Çocuk yetiştirmek ilk andan itibaren açığa çıkardığı mutluluk ve heyecan duygularıyla birlikte bazı endişeleri de beraberinde getirebilir. Ebeveynler, büyük bir baskıyı sırtlanarak çocuklarına nasıl daha iyi bir ebeveyn olacaklarını, onların ihtiyaçlarına mükemmel bir şekilde nasıl yanıt verebileceklerini bulmaya çalışırlar.
Ebeveynliğin yanı sıra iş stresi, evlilik sorunları, varsa çocuklara dair diğer meseleler ya da kişisel sorunlar da bir yandan kendini göstermeye devam eder. Tüm bunlar varken “mükemmel” olmak zorunda hisseden ebeveynler, bunu tam olarak nasıl yapacaklarını bulmakta zorlanabilirler. Her kural, her çocuğa işlemez; ebeveyn için işler giderek daha da zorlaşmaya başlar…
Pozitif Ebeveynlik Kavramının Ortaya Çıkışı
1950’lerde çocuk doktoru psikanalist Dr. Winnicott, anneler ve bebeklerle süregelen araştırmaları sonucunda, annelerin bebeklerinin ihtiyaçlarına yüzde yüz tutarlılıkta ve doğrulukta yanıtlar vermesinin aslında o kadar gerekli olmadığını ortaya koydu.
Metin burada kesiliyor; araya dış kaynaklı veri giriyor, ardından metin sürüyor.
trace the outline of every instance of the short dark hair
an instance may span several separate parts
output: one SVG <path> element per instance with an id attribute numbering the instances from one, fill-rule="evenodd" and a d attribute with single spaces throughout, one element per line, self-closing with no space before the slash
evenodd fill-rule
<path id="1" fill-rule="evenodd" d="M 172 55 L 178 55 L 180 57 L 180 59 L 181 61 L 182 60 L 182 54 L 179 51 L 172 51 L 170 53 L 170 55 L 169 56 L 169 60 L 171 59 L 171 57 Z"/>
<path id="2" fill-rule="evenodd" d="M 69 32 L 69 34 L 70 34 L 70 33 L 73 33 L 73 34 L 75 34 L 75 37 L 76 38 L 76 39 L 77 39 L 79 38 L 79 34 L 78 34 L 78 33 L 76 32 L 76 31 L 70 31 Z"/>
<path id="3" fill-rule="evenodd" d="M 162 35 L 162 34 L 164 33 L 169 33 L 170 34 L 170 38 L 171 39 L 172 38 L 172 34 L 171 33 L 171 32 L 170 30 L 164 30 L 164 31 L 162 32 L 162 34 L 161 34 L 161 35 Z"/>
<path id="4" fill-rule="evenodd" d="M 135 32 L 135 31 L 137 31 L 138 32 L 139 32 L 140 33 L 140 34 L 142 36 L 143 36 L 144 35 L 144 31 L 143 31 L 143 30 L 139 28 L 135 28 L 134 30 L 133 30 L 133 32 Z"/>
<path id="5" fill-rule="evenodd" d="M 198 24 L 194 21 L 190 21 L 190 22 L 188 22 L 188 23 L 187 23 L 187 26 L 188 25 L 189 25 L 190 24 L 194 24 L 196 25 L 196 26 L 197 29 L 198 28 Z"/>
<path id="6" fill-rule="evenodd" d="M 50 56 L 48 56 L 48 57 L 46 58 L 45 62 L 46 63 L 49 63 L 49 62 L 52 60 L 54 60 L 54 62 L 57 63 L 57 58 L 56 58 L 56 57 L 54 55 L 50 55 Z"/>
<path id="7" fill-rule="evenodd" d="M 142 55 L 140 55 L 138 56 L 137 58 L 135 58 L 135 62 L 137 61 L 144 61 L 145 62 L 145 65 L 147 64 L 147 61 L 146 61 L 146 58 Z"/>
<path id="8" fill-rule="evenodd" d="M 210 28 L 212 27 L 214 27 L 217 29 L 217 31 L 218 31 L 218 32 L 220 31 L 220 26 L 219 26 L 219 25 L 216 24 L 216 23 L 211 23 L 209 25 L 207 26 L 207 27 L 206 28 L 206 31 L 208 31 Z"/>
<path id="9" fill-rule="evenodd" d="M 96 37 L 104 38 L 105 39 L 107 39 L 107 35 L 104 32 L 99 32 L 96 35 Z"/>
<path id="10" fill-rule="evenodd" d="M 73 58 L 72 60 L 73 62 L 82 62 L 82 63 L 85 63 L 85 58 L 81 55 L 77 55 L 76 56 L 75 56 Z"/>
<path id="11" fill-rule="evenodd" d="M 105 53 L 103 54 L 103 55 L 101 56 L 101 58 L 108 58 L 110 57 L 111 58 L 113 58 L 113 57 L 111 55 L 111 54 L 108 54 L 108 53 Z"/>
Araştırmada, bu oranın yüzde otuz dolaylarında bir diğer deyişle ihtiyaçların üçte bir oranında gerçekten iyi biçimde yanıtlanmış olduğu koşullarda dahi, yeterince iyi ilgi görmüş bebeklerin güvenli bağlanmış mutlu bebekler olarak büyüdükleri görüldü. Güvenli bağlanma, bebeklerin çevrelerini rahatlıkla keşfe çıkabilmeleri ve geri döndüklerinde onlara konfor sağlayan güvenli bir kaynak olarak ebeveynlerini bulabilecekleri anlamına geliyordu.
“Yeterince iyi” kavramı, ebeveynlerin olabildiğince ve genel manada tutarlı, çocuğuna iyi bir bakım veren ve zaman zaman hatalar yapan hallerini anlatır. Çocuk, ancak bu şekilde bireysel anlamda gelişebilir ve kendi kendine kullanacağı becerileri edinebilir.
Aynı zamanda çocuğun gördüğü ve deneyimlediği her hatalı ebeveyn davranışının, çocuğu dış gerçekliğe hazırladığını vurgulayan Winnicott, çocukları mükemmellikten uzak dünyamıza mükemmel biçimde yetiştirerek hazırlamanın mümkün olmayacağını söyler.
Winnicott bu çalışmalarında “yeterince iyi annelik” kavramı üzerinden ilerledi. Bettelheim ise bu kavramı “yeterince iyi ebeveynlik” olarak yeniden düzenleyerek aynı isimle bir kitap ortaya koydu ve kavram babaları da sahneye davet etmiş oldu.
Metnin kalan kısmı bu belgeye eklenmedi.